Par Eric Boniface Tchouakeu
Célestin Bedzigui, le leader du Parti de l’Alliance Libérale (PAL), qui présente Seta Caxton Ateki à la future élection, des représentants du Front pour le Salut National du Cameroun (FSNC) de l’ancien Ministre et désormais candidat Issa Tchiroma Bakary, tout comme, le Président de l’United Socialist Democratic Party (USDP), Prince Ekosso, candidat recalé à la présidentielle, ainsi que le Secrétaire Général de l’un des courants de l’Union des Populations du Cameroun, Pierre Baleguet Nkot, étaient aussi présents.
Dans une déclaration commune, ils affirment, « conscients de la volonté du peuple exprimée pour le changement », être engagés « dans le choix d’un candidat consensuel autour d’un programme commun », candidat « consensuel » et non candidat « unique », il faut bien le souligner. Ils invitent au passage « le peuple à jouer sa partition citoyenne en votant massivement » ; car « le peuple uni sera toujours vainqueur », concluent ces leaders.Bien avant, ils affirment leur « détermination inébranlable à faire face à la stagnation et à la menace existentielle que représente le régime au pouvoir depuis 43 ans », et déclarent leur « unité dans l’action » ; « une nouvelle vision pour le Cameroun » ; et « la mobilisation de tous les camerounais : jeunes, femmes, hommes, société civile et diaspora, à se lever, comme un seul homme, déterminés. »

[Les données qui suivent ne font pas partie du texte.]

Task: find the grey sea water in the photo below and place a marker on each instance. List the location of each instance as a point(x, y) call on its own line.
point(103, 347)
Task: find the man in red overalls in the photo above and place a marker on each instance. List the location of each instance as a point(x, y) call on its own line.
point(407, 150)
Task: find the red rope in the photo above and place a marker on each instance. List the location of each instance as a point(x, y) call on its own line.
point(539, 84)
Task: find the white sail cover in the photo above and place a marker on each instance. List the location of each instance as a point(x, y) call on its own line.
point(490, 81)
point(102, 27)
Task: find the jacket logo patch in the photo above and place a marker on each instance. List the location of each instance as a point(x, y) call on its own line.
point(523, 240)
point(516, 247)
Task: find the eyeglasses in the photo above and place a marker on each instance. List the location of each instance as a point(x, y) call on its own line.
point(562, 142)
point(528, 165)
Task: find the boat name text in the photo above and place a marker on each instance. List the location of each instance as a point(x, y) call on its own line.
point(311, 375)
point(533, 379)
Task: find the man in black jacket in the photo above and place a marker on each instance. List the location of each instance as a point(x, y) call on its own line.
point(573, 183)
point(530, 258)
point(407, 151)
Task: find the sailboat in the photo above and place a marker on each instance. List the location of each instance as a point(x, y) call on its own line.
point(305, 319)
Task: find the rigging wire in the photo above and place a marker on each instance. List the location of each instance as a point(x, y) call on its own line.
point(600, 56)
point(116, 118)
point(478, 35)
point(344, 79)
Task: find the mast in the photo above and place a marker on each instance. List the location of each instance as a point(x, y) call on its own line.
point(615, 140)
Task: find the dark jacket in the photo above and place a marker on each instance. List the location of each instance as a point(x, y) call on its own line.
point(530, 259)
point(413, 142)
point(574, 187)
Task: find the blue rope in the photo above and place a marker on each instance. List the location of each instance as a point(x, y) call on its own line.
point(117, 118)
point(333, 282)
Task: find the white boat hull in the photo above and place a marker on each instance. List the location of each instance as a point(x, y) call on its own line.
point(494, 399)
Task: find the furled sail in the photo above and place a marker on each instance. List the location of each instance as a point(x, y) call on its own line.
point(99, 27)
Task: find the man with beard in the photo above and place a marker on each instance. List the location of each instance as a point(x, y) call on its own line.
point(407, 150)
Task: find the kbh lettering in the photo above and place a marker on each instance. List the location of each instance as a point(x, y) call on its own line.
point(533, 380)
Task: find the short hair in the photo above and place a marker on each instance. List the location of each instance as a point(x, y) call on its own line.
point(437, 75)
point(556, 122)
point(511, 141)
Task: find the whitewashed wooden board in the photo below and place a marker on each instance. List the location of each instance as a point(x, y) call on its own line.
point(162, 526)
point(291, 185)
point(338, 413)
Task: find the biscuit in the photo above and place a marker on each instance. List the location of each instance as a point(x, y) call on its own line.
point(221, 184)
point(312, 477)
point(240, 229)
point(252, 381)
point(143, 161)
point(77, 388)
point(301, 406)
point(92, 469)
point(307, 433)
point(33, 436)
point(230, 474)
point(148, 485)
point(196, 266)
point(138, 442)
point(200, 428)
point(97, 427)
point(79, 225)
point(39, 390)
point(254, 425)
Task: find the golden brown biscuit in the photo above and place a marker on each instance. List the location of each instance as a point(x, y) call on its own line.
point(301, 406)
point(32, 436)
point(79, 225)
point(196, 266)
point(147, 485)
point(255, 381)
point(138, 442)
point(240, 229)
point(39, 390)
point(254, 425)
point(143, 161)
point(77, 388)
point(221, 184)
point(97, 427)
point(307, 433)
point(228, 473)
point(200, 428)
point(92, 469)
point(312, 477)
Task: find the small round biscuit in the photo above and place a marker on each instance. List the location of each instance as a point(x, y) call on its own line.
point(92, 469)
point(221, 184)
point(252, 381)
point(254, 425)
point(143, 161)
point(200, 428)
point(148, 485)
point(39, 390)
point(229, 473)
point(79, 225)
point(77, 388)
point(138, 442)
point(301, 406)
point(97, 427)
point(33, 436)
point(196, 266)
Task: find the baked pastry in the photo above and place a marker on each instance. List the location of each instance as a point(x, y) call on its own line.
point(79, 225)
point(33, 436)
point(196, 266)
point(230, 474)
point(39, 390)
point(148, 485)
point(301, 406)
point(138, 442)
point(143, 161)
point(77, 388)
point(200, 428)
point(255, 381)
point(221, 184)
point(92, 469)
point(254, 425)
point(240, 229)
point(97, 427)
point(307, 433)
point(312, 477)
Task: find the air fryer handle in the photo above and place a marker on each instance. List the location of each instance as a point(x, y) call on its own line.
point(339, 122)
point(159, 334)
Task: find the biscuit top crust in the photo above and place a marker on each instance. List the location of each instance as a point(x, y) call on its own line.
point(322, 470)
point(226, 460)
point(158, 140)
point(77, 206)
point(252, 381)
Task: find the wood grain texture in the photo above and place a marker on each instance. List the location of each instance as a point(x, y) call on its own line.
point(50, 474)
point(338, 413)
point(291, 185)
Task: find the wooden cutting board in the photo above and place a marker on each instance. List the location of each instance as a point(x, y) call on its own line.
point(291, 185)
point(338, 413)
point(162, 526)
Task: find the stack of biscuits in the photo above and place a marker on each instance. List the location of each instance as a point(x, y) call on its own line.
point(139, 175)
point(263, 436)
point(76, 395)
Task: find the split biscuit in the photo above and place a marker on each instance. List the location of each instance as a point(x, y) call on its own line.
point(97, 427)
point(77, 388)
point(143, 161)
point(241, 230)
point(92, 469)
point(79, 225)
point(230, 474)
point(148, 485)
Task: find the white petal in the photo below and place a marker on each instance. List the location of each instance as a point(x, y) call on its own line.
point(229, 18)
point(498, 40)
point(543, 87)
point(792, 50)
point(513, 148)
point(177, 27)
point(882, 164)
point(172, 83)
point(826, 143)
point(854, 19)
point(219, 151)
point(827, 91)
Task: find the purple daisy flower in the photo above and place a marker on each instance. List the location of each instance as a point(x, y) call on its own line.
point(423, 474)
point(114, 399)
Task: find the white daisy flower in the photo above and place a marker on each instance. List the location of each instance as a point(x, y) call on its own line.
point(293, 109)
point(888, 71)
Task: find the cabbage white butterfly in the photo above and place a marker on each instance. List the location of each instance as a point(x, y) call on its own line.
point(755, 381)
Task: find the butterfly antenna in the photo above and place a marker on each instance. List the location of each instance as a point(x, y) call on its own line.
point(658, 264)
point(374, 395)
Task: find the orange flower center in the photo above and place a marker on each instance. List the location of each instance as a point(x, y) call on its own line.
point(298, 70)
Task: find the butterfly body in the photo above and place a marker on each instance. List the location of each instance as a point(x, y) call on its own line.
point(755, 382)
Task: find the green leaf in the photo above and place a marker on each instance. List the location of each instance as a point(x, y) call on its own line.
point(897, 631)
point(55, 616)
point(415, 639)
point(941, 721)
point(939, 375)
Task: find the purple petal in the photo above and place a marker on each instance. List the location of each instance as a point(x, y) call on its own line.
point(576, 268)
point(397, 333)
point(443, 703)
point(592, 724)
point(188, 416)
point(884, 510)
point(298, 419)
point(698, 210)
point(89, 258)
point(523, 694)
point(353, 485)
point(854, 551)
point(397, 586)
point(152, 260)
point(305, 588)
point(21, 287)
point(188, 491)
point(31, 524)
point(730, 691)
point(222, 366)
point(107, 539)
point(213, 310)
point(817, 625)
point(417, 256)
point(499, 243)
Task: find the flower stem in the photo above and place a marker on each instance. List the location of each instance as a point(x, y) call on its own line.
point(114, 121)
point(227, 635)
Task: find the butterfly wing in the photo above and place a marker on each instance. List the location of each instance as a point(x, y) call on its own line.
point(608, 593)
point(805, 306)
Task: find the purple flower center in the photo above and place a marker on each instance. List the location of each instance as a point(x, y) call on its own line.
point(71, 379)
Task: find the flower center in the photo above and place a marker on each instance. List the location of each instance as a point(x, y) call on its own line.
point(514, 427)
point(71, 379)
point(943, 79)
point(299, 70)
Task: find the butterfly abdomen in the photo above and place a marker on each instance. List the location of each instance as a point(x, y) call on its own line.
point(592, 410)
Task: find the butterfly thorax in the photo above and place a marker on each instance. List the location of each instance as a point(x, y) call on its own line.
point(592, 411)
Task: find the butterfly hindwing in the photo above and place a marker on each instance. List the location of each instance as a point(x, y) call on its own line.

Il n’échappe à personne, que le Président du Parti Camerounais pour la Réconciliation Nationale (PCRN), Cabral Libii, classé 03ème à la dernière élection présidentielle du 07 octobre 2018, avec un peu plus de 06% des voix, et le Chairman du Social Democratic Front, Joshua Osih, quatrième au dernier scrutin avec un peu moins de 05% de suffrages, ne font pas partie de cette autre coalition des opposants regroupés à Foumban.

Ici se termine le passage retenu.